Mean vs Median - Average can have three different meanings: mean, median or mode. Mean is the sum of the data points divided by the number of data points; median is the cut-off at which half the data point lie above and half below, and mode is the most frequently occurring data point. There are data for which all three of these quantities lie quite close to each other (for example height) and there are others where they do not (income). As a rule of thumb - if the data has a bell-shaped distribution then all three give similar information, but when it is not they tell very different things. Whenever a report uses "average," it is important to ask "what kind?"
Sometimes the conclusions drawn from the data are totally out of whack. A very good example is the claim that "most accidents happen within 20 miles of the home" and hence "driving around your home is more dangerous." The data might be correct but the conclusion is false. People have more accidents within a 20 mile radius because we spend most of our time driving close by.
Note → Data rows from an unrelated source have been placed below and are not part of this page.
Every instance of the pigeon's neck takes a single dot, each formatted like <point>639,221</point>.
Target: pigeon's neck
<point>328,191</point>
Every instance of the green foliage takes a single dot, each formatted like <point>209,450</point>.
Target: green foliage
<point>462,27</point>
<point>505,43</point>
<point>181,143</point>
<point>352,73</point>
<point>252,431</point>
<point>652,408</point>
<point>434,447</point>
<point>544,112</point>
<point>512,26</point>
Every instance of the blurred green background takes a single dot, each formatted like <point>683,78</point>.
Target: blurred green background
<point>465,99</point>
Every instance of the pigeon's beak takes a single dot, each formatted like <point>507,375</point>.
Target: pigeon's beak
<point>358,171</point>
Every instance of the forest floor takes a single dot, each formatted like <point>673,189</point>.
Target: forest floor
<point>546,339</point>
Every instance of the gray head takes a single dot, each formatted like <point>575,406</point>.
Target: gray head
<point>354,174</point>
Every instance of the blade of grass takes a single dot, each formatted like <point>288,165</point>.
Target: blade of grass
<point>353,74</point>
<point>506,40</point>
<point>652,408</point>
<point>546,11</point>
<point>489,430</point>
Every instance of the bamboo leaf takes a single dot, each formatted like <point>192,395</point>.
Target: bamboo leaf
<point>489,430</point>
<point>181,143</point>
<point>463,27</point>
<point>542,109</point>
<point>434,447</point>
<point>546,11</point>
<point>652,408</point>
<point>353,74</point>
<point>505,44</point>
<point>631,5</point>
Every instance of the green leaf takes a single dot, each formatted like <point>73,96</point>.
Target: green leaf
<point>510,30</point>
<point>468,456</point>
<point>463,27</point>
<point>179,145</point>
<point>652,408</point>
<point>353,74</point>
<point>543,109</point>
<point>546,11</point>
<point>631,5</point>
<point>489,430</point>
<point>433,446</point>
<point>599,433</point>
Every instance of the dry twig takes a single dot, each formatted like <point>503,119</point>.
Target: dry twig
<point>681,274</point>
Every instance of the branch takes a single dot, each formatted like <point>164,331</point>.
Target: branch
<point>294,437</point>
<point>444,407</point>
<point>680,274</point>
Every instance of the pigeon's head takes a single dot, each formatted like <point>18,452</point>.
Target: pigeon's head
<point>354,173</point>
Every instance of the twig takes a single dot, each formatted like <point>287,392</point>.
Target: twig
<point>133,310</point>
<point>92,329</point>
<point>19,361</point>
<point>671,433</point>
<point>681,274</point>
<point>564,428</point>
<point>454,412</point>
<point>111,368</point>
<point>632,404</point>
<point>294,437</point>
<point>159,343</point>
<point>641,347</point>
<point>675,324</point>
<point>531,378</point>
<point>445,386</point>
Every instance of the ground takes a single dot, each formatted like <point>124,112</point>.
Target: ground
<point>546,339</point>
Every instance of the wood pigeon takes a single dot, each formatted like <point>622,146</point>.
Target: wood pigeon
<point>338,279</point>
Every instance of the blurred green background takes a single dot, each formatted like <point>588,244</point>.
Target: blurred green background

This is an example of counting one thing and reporting it as another.News reporters are one of the worst offenders. It is not clear if they do it because of incompetence or to deceive and get your attention by eye-grabbing headlines. Huff argues that when all "mistakes" are made in only one direction - you can't claim incompetence all the time.
He quotes a New York Times article
Plumbers, plasterers, carpenters, painters and other affiliates with the Indianapolis Buildings Trade Union were given a 5 percent increase in wages. That gave back to the men one-fourth of the 20 percent cut they took last winter.The correct figure would be one-fifth. Many people make the mistake of adding and subtracting percentages like they are numbers.
The conclusion is that statistics are as much art as they are science - very similar to a financial statement. There are many things one can do within the confines of propriety. Annual reports are filled up with figures on how the company has grown and the improvement in business. I was recently reading the 2011 and 2012 report of Peabody Energy (BTU). Peabody is the largest private sector coal company in the world and is selling around its 52-week low. The year 2011 was a record year for Peabody. Revenue, operating profit, EBITDA, Income, Diluted EPS - everything was at its highest level yet. In the annual report, I noticed that in the first few pages (pages 4 and 5) all these graphs were included with nice colors among colors and apt photos. The next year, i.e., 2012 was not so good. The coal market took a dive, the company had to write down around $980 million in their Australian coal operations. Furthermore, the company had acquired McArthur Coal in 2011 for $5 billion and nearly all of this went to the debt section of the balance sheet. This leveraged the balance sheet and the depreciation/amortization as well as interest expense of debt became substantially higher. End result: Peabody made a loss of $575 million in 2012. You would not find it in the first few pages of the annual report though. There are only two graphs on page 2 - revenue and EBITDA. Revenue was higher than 2011 and EBITDA was only a tinsy bit smaller. As EBITDA does not include depreciation/amortization/writeoffs or interest expense - Peabody could happily report $1.8 billion of it.
I am not claiming that this was done intentionally to deceive. Given the debt load it is possible that EBITDA is the correct figure to report - to show that company is going to be good for its debt covenants. But the stark difference in the two annual reports is noticeable nevertheless.
I strongly recommend Huff's book. It is simple and at the same time covers many useful tricks for lying. I knew a few and was happy to discover a few more.